Doubles are down. Triples are down. If you extrapolate the numbers using the 25 percent of the schedule that’s been played so far, Major League Baseball players will hit about 1000 fewer home runs this season than were hit in 2006. By the way, chicks don’t dig small ball. If you thought the Mitchell Report would be meaningless and/or that Kirk Radomski was just a lone wolf or thought that the accusations put forth by Brian McNamee, Roger Clemens’ personal trainer, was a tempest in a teapot that had nothing to do with the product on the field, you were wrong, wrong, wrong.

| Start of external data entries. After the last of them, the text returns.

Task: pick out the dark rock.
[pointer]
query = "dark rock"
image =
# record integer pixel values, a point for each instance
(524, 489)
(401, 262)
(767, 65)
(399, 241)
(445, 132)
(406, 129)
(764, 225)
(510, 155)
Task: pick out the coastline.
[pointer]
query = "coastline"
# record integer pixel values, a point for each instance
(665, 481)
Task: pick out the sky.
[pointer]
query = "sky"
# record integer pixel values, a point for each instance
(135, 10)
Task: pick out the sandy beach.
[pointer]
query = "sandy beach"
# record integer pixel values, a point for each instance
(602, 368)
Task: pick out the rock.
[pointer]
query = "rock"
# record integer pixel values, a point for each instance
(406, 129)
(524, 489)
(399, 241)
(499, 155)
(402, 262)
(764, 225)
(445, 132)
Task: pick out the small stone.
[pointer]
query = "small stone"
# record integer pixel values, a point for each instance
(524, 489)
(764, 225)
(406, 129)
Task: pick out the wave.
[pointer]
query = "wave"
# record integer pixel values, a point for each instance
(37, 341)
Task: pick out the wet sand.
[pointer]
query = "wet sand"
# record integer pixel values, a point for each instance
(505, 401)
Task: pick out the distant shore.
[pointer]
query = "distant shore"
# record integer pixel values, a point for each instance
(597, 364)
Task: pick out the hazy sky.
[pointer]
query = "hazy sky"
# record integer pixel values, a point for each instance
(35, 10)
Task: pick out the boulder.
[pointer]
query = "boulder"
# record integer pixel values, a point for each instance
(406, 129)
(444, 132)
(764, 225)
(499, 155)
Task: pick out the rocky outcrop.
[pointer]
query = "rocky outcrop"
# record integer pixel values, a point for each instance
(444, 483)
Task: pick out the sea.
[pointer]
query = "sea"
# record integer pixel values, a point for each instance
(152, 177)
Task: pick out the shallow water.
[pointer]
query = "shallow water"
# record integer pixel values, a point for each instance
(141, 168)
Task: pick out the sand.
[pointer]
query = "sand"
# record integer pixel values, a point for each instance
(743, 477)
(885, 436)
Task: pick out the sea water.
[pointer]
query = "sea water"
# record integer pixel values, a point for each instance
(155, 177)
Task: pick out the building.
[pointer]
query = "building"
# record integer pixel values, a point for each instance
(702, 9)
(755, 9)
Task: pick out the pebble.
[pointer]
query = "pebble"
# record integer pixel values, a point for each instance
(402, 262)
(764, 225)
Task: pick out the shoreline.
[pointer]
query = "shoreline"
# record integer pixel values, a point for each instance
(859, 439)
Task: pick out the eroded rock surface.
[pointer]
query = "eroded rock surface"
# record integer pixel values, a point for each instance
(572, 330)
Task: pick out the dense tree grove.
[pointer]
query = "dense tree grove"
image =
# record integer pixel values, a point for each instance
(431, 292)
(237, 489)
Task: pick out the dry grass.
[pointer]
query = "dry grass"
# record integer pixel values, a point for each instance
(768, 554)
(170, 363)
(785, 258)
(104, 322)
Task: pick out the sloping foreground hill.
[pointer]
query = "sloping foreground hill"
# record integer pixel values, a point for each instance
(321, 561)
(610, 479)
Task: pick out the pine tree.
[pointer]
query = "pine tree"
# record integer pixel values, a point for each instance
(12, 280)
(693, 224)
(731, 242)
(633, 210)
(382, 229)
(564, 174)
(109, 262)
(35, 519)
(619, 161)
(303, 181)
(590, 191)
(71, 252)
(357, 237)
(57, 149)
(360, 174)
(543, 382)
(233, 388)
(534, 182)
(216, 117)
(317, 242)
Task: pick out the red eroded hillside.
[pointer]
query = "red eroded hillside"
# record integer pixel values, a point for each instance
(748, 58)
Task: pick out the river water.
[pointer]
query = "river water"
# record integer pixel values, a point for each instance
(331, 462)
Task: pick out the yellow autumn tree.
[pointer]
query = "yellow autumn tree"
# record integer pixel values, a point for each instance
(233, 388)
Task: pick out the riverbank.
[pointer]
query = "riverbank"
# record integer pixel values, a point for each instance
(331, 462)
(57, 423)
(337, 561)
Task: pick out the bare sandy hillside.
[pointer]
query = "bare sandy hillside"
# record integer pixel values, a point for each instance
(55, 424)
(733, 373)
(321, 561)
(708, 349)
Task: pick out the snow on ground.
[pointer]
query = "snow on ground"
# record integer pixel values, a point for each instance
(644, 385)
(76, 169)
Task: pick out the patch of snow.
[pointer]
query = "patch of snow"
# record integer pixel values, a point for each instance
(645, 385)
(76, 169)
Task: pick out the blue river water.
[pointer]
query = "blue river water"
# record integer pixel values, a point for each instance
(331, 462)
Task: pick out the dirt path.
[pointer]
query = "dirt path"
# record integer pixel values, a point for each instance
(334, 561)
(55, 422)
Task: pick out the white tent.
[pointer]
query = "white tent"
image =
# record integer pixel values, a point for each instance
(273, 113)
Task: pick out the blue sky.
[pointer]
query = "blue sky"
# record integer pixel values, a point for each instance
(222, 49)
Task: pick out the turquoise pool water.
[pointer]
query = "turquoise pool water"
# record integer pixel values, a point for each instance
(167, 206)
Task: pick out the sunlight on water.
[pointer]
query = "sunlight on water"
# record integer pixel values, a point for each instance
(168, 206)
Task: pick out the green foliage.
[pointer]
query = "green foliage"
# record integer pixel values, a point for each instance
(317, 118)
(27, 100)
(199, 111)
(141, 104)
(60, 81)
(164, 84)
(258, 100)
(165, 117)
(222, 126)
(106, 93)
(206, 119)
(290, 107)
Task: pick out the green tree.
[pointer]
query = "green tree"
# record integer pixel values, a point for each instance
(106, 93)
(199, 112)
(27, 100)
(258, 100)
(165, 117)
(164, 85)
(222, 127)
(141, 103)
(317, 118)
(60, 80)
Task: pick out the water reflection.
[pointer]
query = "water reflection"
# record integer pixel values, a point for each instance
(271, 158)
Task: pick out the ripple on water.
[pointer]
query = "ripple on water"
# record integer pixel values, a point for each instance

So far the 2008 baseball season has shown that there’s no real need for a drug test to detect human growth hormone (HGH) use when players, personal trainers and strength coaches know that the federal government and law enforcement authorities are paying very close attention to the trafficking of these performance enhancing drugs (PEDs). Baseball’s labor agreement doesn’t need to be re-written in order to get the players to stop using drugs, as a little vigilance on behalf of the authorities provides a lot of deterrence. Aside from looking at the big picture and the totals involved with this statistical downturn, there are some very real slumps being experienced by some very big name players.
This season there have been more than a few veteran players with an established track record of success, who have been suddenly cut due to a sudden lack of production, guys in the early-to-mid 30s. During the heyday of the steroid era – for the past 20 years – this was an age when many power hitters blossomed and put up huge numbers. Off the top of my head I can come up with a list of 20 players who are performing suspiciously below their usual levels of production. And before anyone jumps up to say, “Hey the season is only 40 games old,” I’ll point out that many of these players started their slides last season. By the way, Kirk Radomski – who also fancied himself a personal trainer – was busted prior to the 2006 season, so the supply of PEDs was compromised well before the Mitchell Report was released.
During this year’s spring training we really didn’t see that many stories telling us about how so-and-so put on 20 pounds of muscle thanks to their personal trainer, and there wasn’t a lot of bragging about crazy workouts designed by hardcore personal trainers, either. This scam was run on an unsuspecting baseball public for the better part of 2 decades before people started to catch on that it was the drugs, not the workouts that were creating baseball players that looked like football players. Which brings us to falling production and lack of effectiveness. Does anyone really wonder why Eric Gagne has been pulled as the Brewers’ closer?
Being that he was caught with his hand in the PED cookie jar, anyone who assigns his failures this season to anything other than his inability to use growth hormone or steroids is a toy short of a Happy Meal. But steroid and HGH use – actually the lack thereof – needs to at least be considered in response to the lack of production from a whole list of guys. In light of what we’ve learned about PED use by elite athletes, and considering that many of these substances are/were undetectable, the lack of failed drug tests should not prevent us from discussions that certain guys may have complied big numbers while on drugs, and are now struggling while off them.
The slow starts – that’s being kind – experienced by Ryan Howard, Carlos Delgado, Jim Thome, Andruw Jones, Travis Hafner, David Ortiz and others cannot just be explained away as slumps due to illness, injury or starting the season in Japan– not in this day and age. Struggling pitchers like Barry Zito, Jason Isringhausen, Matt Morris (cut already) and Joe Borowski should undergo the same scrutiny. And there are a bunch of other pitchers who have lost velocity and as a result have become very hittable that fall into this same category. And this discussion doesn’t deal with the high injury rate being experienced this year, which also can be attributed to a lack of PED use.
I’m not pointing an accusatory finger and saying that all or any of these players used PEDs in the past. But I am saying that based on what we know about this issue that there is the possibility that these players did, based on their performances in a season immediately after the crackdown on PED use and in an era where the major suppliers of these drugs have been taken out of circulation. You see, this suspicion is the price that the players – all players – will have to pay as a result of letting their sport spiral downward into a state of muscle-building drug dependency.
Every slump, every bad season, injury and roster move will now be scrutinized through the prism of drug use, and if the season continues to be this exercise in reduced production and “.500” baseball (only 2 teams are playing at or above .600) the 2008 season will show everyone what baseball is like when the players are off the juice.